Professional ratings
Review scores
| Source | Rating |
| AllMusic | Star |
| RapReviews | 6.5/10 |

==Track listing==

| No. | Title | Writer(s) | Producer(s) | Length |
|---|---|---|---|---|
| 1. | "How to Survive in South Central" (performed by Ice Cube) | O'Shea Jackson; Roger Troutman; Larry Troutman; | Ice Cube; Sir Jinx; | 3:40 |
| 2. | "Just Ask Me To" (performed by Tevin Campbell and Chubb Rock) | Albert Brown; Kyle West; Richard Simpson; | Al B. Sure!; Kyle West; | 4:08 |
| 3. | "Mama Don't Take No Mess" (performed by Yo-Yo) | Yolanda Whitaker; Lionel Richie; Thomas McClary; William King; Ronald LaPread; Walter Orange; Milan Williams; | DJ Pooh; Rashad Coes; | 4:05 |
| 4. | "Growin' Up in the Hood" (performed by Compton's Most Wanted) | Aaron Tyler; Terry Allen; Andre Manuel; Joe Simon; | DJ Slip; The Unknown DJ; | 4:13 |
| 5. | "Just a Friendly Game of Baseball (Remix)" (performed by Main Source) | Paul Mitchell; Kevin Mckenzie; Shawn McKenzie; | Main Source | 4:02 |
| 6. | "Me and You" (performed by Tony! Toni!

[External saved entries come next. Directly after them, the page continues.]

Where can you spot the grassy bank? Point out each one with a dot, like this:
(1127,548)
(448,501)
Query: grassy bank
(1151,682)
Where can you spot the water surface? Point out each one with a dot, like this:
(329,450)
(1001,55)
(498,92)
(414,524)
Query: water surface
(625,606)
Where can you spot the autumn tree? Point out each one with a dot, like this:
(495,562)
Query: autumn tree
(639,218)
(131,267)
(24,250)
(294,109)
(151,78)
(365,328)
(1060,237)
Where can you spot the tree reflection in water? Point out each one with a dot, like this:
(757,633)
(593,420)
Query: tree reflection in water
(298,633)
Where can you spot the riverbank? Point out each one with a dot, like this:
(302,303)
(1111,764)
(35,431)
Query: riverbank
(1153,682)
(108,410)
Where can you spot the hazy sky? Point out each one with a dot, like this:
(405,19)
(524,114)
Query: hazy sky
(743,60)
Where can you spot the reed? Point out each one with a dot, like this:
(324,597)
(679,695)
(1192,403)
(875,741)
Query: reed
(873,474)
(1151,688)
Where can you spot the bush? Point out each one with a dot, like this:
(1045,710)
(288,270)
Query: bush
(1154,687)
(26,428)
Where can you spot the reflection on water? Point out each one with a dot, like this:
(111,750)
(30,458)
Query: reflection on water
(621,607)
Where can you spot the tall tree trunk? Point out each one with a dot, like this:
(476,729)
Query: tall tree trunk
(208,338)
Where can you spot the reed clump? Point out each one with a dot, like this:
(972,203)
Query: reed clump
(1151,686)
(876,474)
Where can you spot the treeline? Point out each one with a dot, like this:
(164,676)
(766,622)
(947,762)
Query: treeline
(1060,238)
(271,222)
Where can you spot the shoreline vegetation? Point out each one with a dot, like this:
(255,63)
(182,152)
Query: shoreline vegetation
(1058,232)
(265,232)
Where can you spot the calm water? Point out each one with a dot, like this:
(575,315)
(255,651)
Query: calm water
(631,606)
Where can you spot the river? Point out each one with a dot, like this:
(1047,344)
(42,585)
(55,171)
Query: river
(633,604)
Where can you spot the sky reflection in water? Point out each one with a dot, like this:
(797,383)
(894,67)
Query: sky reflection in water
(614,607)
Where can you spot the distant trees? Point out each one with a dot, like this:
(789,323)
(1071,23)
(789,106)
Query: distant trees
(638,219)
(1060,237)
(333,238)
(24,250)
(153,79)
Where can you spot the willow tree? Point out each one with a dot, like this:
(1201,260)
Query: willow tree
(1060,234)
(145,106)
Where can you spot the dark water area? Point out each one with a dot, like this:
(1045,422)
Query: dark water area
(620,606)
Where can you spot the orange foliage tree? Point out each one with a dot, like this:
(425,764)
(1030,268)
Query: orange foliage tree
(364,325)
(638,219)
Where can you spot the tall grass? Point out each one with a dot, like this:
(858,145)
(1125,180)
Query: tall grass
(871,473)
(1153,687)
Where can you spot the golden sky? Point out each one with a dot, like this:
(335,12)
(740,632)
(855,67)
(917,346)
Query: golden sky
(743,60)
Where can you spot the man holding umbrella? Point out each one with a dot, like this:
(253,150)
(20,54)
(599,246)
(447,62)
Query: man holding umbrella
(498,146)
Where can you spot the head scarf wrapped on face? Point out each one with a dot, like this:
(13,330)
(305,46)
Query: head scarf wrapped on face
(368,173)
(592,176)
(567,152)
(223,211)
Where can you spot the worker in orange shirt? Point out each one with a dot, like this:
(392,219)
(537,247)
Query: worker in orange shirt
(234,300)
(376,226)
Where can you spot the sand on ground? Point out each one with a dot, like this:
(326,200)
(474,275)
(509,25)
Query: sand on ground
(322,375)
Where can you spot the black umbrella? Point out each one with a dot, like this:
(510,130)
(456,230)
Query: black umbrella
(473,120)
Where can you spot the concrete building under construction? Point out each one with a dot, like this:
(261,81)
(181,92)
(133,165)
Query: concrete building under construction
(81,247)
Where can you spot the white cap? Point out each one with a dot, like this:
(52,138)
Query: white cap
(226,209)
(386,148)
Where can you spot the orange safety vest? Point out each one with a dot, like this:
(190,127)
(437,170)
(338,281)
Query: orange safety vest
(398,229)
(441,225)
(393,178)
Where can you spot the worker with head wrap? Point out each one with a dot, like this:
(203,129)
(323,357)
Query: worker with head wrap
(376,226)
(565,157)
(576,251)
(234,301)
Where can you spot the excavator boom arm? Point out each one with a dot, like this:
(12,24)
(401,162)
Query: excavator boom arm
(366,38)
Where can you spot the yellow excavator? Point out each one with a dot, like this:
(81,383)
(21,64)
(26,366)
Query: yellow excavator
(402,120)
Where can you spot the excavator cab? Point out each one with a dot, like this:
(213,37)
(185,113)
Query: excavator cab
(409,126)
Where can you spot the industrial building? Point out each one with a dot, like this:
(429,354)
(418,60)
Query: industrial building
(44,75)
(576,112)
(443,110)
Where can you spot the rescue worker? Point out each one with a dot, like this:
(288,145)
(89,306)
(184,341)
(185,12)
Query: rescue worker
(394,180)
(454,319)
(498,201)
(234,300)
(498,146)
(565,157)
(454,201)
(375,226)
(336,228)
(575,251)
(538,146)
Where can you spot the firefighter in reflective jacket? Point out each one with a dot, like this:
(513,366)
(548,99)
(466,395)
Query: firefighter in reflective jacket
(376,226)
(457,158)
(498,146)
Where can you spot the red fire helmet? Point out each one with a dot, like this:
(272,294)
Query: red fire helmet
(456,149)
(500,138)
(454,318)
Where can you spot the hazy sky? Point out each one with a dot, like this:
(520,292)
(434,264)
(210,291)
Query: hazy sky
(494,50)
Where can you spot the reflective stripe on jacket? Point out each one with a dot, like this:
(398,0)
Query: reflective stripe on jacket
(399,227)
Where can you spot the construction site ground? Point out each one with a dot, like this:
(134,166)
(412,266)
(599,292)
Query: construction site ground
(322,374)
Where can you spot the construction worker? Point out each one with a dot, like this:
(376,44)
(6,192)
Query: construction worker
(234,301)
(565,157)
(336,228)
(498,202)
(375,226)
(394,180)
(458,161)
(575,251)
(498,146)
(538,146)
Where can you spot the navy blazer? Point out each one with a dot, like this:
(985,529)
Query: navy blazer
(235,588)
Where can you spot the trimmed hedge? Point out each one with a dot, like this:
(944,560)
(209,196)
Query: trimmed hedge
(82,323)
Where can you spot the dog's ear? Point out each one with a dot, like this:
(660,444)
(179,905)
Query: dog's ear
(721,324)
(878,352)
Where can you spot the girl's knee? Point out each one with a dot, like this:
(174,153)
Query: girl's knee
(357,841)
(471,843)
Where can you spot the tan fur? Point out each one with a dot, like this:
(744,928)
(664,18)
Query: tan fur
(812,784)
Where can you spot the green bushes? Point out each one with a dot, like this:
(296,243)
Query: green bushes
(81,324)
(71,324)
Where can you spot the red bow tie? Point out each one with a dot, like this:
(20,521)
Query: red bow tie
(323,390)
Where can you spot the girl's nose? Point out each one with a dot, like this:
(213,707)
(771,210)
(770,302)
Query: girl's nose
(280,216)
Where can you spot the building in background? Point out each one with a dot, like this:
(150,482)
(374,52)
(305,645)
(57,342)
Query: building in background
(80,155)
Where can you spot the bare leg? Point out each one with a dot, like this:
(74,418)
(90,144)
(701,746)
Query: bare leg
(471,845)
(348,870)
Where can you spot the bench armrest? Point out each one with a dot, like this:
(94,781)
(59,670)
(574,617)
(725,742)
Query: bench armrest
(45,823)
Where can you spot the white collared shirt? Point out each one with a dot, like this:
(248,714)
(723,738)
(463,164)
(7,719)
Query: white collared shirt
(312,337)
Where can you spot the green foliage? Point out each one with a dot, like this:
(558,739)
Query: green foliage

Toné!) | Raphael Wiggins; | Raphael Wiggins | 4:11 |
| 7. | "Work It Out" (performed by Monie Love) | Simone Johnson; Jeffrey Townes; | Craig King; DJ Jazzy Jeff; | 4:15 |
| 8. | "Every Single Weekend" (performed by Kam) | Craig Miller; Lenny Kravitz; | DJ Pooh; Rashad Coes; | 4:37 |
| 9. | "Too Young" (performed by Hi-Five and Prodigy) | Carl Bourelly; Jean-Paul Bourelly; | Carl Bourelly | 4:35 |
| 10. | "Hangin' Out" (performed by the 2 Live Crew) | Christopher Wongwon; Mark Ross; David Hobbs; Michael McCray; | DJ Mike Fresh | 2:36 |
| 11. | "It's Your Life" (performed by Too $hort) | Todd Shaw; | Too $hort; Keenan "The Maestro" Foster; | 4:47 |
| 12. | "Spirit (Does Anybody Care?)" (performed by Force One Network) | Darrell Savage; James Dright; Solomon Isom; | Force One Network | 4:19 |
| 13. | "Setembro (Brazilian Wedding Song)" (performed by Quincy Jones) | Gilson Peranzzetta; Ivan Lins; | Quincy Jones | 5:07 |
| 14. | "Black on Black Crime" (performed by Stanley Clarke) | Stanley Clarke; | Stanley Clarke | 4:36 |
| Total length: |  |  |  | 59:32 |

==Other songs==
- The following songs did appear in the film but were not released on any soundtrack:

| No. | Title | Writer(s) | Length |
|---|---|---|---|
| 1. | "Jam on It" (performed by Newcleus) | Maurice Benjamin Cenac | 6:26 |
| 2. | "Sunshower" (performed by Dr. Buzzard's Original Savannah Band) | Stony Browder Jr.; August Darnell; | 4:04 |
| 3. | "More Bounce to the Ounce" (performed by Zapp) | Roger Troutman | 9:25 |
| 4. | "Sucker M.C.'s" (performed by Run-DMC) | Lawrence Smith; Joseph Simmons; Darryl McDaniels; | 3:09 |
| 5. | "O-o-h Child" (performed by the Five Stairsteps) | Stan Vincent | 3:11 |
| 6. | "Let's Go" (performed by Kool Moe Dee) | Mohandas Dewese | 5:24 |

==Charts==

===Weekly charts===

| Chart (1991) | Peak position |
|---|---|
| US Billboard 200 | 12 |
| US Top R&B/Hip-Hop Albums (Billboard) | 1 |

===Year-end charts===

| Chart (1991) | Position |
|---|---|
| US Billboard 200 | 93 |
| US Top R&B/Hip-Hop Albums (Billboard) | 42 |

==Certifications==

| Region | Certification | Certified units/sales |
| United States (RIAA) | Gold | 500,000^{^} |
^{^} Shipments figures based on certification alone.